Michael Douglas deixa de ser o ‘garanhão’ e arrasa como Liberace

Por Paloma Guedes | Yahoo Cinema

Não tem jeito: o que mais atrai a curiosidade sobre ‘Behind The Candelabra’ (‘Por Detrás do Candelabro’ em português) nem é a história do romance entre Liberace e Scott Thorson. O mais interessante é ver Michael Douglas interpretando o personagem. Afinal, Douglas é o ‘José Mayer mundial’: aquele ator que sempre interpreta o ‘macho alfa’, o ‘pegador’, o ‘homem de negócios implacável’, o ‘tira durão’, o ‘irresistível’. Fora que o fato de ser ninfomaníaco na vida real só aumenta esse seu status de super-galã.

E aí vem a notícia de que é ele quem fará o pianista super afetado coberto de ouros, perucas e brilhos. Sim, Liberace era gay mas fazia de tudo para esconder isso.
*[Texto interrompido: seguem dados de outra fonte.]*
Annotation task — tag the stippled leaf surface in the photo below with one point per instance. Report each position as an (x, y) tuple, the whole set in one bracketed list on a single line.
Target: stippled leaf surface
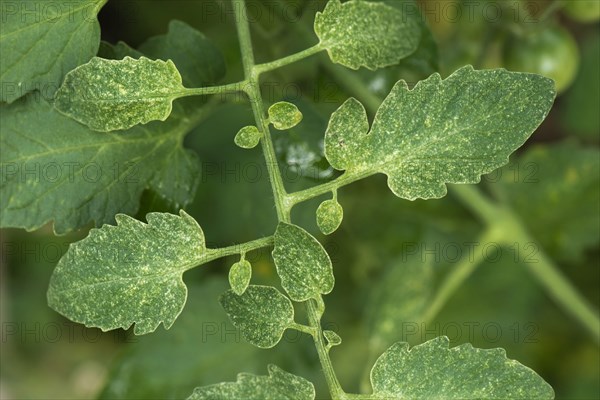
[(434, 371), (109, 95), (81, 175), (279, 385), (248, 137), (197, 58), (561, 177), (129, 273), (441, 131), (284, 115), (262, 313), (359, 33), (77, 175), (329, 216), (302, 263), (41, 42)]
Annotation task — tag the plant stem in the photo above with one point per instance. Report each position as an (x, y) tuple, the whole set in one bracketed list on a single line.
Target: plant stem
[(214, 254), (279, 193), (456, 277), (282, 62), (315, 191), (236, 87), (508, 228), (332, 382), (253, 91)]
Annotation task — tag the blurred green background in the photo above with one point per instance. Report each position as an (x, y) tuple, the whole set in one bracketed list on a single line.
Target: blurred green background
[(389, 254)]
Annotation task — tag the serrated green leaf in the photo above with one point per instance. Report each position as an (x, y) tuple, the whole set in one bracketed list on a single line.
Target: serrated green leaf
[(109, 95), (362, 34), (279, 385), (55, 169), (561, 177), (442, 131), (41, 42), (329, 216), (262, 314), (302, 263), (433, 371), (129, 273), (248, 137), (284, 115), (239, 276)]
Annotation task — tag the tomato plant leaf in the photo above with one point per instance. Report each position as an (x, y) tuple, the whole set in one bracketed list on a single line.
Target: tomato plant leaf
[(279, 385), (198, 60), (41, 43), (248, 137), (109, 95), (302, 263), (284, 115), (54, 168), (262, 313), (441, 131), (363, 34), (329, 216), (239, 276), (556, 177), (110, 280), (432, 370)]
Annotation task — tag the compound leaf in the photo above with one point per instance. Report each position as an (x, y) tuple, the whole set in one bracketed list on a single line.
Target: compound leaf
[(279, 385), (441, 131), (434, 371), (363, 34), (129, 273), (108, 95), (302, 263), (262, 313), (40, 42)]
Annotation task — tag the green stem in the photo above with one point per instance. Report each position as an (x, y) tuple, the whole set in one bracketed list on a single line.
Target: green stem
[(508, 228), (253, 91), (236, 87), (283, 211), (282, 62), (332, 382), (214, 254), (328, 187), (456, 277)]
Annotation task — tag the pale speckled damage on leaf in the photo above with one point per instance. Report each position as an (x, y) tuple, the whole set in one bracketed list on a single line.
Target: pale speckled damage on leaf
[(42, 41), (261, 313), (441, 131), (279, 385), (432, 370), (109, 95), (128, 274), (364, 34), (302, 263), (81, 175)]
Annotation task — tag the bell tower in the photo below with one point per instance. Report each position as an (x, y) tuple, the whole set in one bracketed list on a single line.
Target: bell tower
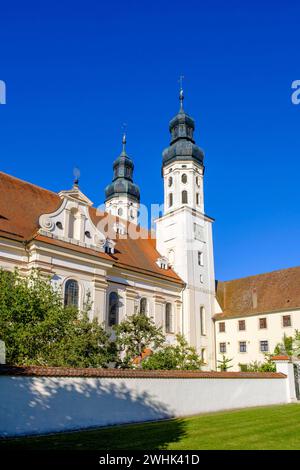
[(184, 233), (122, 196)]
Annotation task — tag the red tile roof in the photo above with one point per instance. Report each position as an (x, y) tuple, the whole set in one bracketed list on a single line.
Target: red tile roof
[(22, 203), (40, 371), (269, 292)]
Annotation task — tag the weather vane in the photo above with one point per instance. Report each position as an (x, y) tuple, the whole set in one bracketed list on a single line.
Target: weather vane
[(181, 96), (124, 126), (181, 81), (76, 174)]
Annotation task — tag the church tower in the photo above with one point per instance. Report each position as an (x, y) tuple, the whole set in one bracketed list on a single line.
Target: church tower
[(122, 196), (184, 233)]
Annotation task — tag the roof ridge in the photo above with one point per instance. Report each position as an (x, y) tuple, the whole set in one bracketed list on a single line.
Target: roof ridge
[(260, 274)]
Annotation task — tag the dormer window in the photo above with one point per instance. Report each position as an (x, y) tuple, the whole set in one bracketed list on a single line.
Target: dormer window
[(109, 246), (120, 228), (163, 262)]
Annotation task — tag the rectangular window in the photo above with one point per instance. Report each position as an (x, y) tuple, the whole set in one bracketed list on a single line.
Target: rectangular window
[(262, 323), (202, 321), (286, 320), (203, 356), (264, 346), (200, 258)]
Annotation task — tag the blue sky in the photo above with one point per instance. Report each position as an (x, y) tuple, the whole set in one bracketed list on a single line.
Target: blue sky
[(75, 71)]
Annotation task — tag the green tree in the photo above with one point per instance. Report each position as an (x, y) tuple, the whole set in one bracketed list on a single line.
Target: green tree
[(224, 364), (267, 366), (135, 334), (178, 356), (38, 329), (285, 347)]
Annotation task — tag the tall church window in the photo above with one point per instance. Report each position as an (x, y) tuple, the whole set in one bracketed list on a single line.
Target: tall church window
[(74, 224), (143, 306), (113, 309), (202, 321), (71, 296), (168, 318)]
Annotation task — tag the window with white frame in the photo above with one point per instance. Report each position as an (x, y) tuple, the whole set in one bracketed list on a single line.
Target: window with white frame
[(168, 318), (113, 309), (264, 346), (143, 306), (286, 321), (202, 321), (71, 297)]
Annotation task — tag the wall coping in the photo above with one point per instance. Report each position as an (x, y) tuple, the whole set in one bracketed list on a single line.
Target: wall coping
[(40, 371), (281, 358)]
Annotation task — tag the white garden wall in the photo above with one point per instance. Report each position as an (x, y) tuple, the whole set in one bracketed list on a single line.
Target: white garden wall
[(37, 404)]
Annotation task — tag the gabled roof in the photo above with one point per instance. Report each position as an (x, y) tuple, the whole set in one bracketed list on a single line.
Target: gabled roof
[(263, 293), (22, 203)]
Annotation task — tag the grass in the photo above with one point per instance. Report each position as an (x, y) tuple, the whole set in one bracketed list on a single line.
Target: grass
[(276, 427)]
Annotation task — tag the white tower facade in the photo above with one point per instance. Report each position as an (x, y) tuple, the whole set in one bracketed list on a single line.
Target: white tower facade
[(123, 195), (184, 234)]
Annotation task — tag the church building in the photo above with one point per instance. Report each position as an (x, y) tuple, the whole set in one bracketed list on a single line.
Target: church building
[(107, 257)]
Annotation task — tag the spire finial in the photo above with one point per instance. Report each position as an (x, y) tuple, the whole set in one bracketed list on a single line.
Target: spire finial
[(76, 173), (124, 137), (181, 95)]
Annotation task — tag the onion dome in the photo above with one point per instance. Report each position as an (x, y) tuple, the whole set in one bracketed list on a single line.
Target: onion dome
[(122, 183), (182, 146)]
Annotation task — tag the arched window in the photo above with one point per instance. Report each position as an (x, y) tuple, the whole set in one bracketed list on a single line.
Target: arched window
[(143, 306), (171, 256), (168, 318), (71, 293), (113, 309)]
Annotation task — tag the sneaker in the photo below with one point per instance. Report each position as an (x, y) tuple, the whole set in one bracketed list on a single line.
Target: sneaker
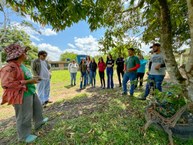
[(30, 138), (42, 123)]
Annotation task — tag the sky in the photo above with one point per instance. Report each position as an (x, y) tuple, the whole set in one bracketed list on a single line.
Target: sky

E essa é uma das partes importantes do filme que ganhou 11 prêmios Emmy.

A história, baseada em um livro escrito por Scott, foi dirigida por Steven Soderbergh (de ‘Sexo, Mentiras e Videotape’, ‘Traffic’, ‘Erin Brockovich’, ‘Onze Homens e um Segredo’, ‘Che’ etc) e pensada inicialmente para os cinemas mas, sem conseguir financiamento, foi produzida pelo canal de TV HBO.

‘Behind The Candelabra’ acompanha os anos em que Lee (como Liberace era chamado pelos mais íntimos) esteve com Scott e todas as suas excentricidades como, por exemplo, pedir que o namorado fizesse cirurgias plásticas para ficar parecido com ele quando jovem. A diferença de idade entre os dois era grande.

Liberace e Scott na ‘vida real’

Matt Damon (que interpreta Scott) apenas reafirma que é um grande ator. Sua versatilidade fica evidente para quem é fã de Jason Bourne (da trilogia de ação) e, de repente, o vê usando uma sunga minúscula em um corpo bronzeado artificialmente e bancando um jovem carente e perdido que se deixa levar por uma figura que se torna amante, pai, amigo e obsessão.

E, voltando à Michael Douglas, além da interpretação impecável, seu desprendimento em relação à vaidade, mostrando-se barrigudo e careca frente às câmeras merece aplausos. Outro que merece ser mencionado é Rob Lowe que aparece pouco mas causa impacto pelo aspecto de boneco de cera chapado diferente dos mocinhos engomadinhos que ele costuma interpretar.

Rob Lowe e Matt Damon

Fora isso, o filme cumpre bem o papel de mostrar um universo glamuroso e cheio de brilho mas que esconde muita verdade crua e incômoda para a sociedade da época debaixo do tapete (bem, podemos dizer que mesmo nos anos 2000 o mundo não anda tão evoluído assim). Não é genial, o próprio Soderbergh tem melhores tramas no seu currículo, mas vale muito ser assistido por uma série de combinações de elementos que o fizerem ser tão premiado em 2013.